Liliane Bettencourt, questions à domicile
La police a entendu, lundi à Neuilly, la milliardaire sur les soupçons de fraude fiscale.
L’audition «s’est passée très courtoisement, s’agissant de souvenirs qui sont parfois très anciens et que ma cliente n’a pas forcément gardés à l’esprit avec détails», a commenté Me Georges Kiejman, son avocat. Pouvait-elle répondre ? Sur une durée d’un an, les écoutes ont montré sa méconnaissance de la plupart des sujets financiers qui lui étaient exposés. «Je n’y connais rien», avait-elle lâché alors qu’on tentait de lui expliquer les jeux financiers concernant l’île d’Arros, acquise en 1999. Et à propos de comptes en Suisse : «Vous savez combien j’ai là-bas ?» La milliardaire a été questionnée, hier, sur l’île d’Arros, et ses collaborateurs ont prévu de remettre ultérieurement à la police «une note» complémentaire sur «le statut juridique de l’île». Liliane Bettencourt a botté en touche sur la question des fonds versés aux politiques. «Sur le financement des partis politiques, elle a confirmé que ça n’a jamais été son centre d’intérêt, a indiqué Me Kiejman, c’était plutôt celui de son mari», l’ancien ministre et sénateur André Bettencourt.
oublis. Les témoignages recueillis depuis dix jours par la juge Isabelle Prévost-Desprez, qui instruit un «supplément d’information» sur un autre volet de l’affaire, «l’abus de faiblesse» reproché au photographe François-Marie Banier, décrivent une milliardaire alternant «des moments de lucidité et des moments de faiblesse», contrainte de s’entourer de pense-bêtes. «Dans ces moments-là, elle n’est plus du tout sûre de ce qu’elle fait, et ne sait même plus ce qu’elle a signé dans les quinze jours qui précèdent», a indiqué l’ex-comptable Claire Thibout. Les écoutes confirment très largement ces oublis. Lorsque le notaire évoque sa succession, Liliane Bettencourt s’étonne : «J’avais laissé à François-Marie combien ? Quelle proportion ? – Légataire universel, répond le notaire. – C’est-à-dire ? – Tout. – Ah non… – Et si ! C’est vous qui me l’avez dit. – Non allons, il ne faut pas, il faut régler ça tout de suite.»

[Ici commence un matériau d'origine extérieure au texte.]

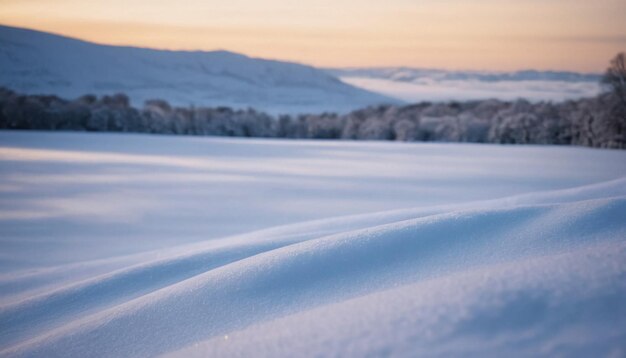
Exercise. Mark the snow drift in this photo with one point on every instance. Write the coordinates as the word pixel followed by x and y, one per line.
pixel 125 245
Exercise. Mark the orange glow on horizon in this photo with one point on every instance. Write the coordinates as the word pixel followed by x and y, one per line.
pixel 482 35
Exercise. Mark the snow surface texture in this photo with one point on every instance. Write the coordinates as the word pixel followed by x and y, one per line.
pixel 417 85
pixel 128 245
pixel 35 62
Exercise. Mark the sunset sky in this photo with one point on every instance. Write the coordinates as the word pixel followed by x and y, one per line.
pixel 579 35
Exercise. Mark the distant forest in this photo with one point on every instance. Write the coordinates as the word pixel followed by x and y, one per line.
pixel 593 122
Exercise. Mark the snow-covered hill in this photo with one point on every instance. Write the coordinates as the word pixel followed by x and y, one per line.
pixel 416 85
pixel 129 245
pixel 40 63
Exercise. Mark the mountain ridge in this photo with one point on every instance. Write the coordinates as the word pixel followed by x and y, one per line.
pixel 39 62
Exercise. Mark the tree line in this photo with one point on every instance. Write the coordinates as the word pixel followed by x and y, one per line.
pixel 596 122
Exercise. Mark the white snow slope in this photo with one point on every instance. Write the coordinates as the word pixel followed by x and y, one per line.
pixel 120 245
pixel 40 63
pixel 417 85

Parallèlement à sa plainte, Françoise Meyers- Bettencourt a demandé la saisine du juge des tutelles au parquet de Nanterre, qui a jugé cette demande irrecevable, jeudi, faute de certificat médical de sa mère. En réalité, un certain nombre d’attestations figurent au dossier d’abus de faiblesse qui évoquent une leucoaraïose – un processus de raréfaction de la substance blanche du cerveau – provoquant des troubles neurologiques épisodiques et des pertes de mémoire. Vendredi, la milliardaire s’était déclarée «soulagée» du rejet de la demande de sa fille. Et son avocat a évoqué la possibilité d’une révocation d’une partie des donations effectuées par Liliane Bettencourt au bénéfice de Françoise Meyers.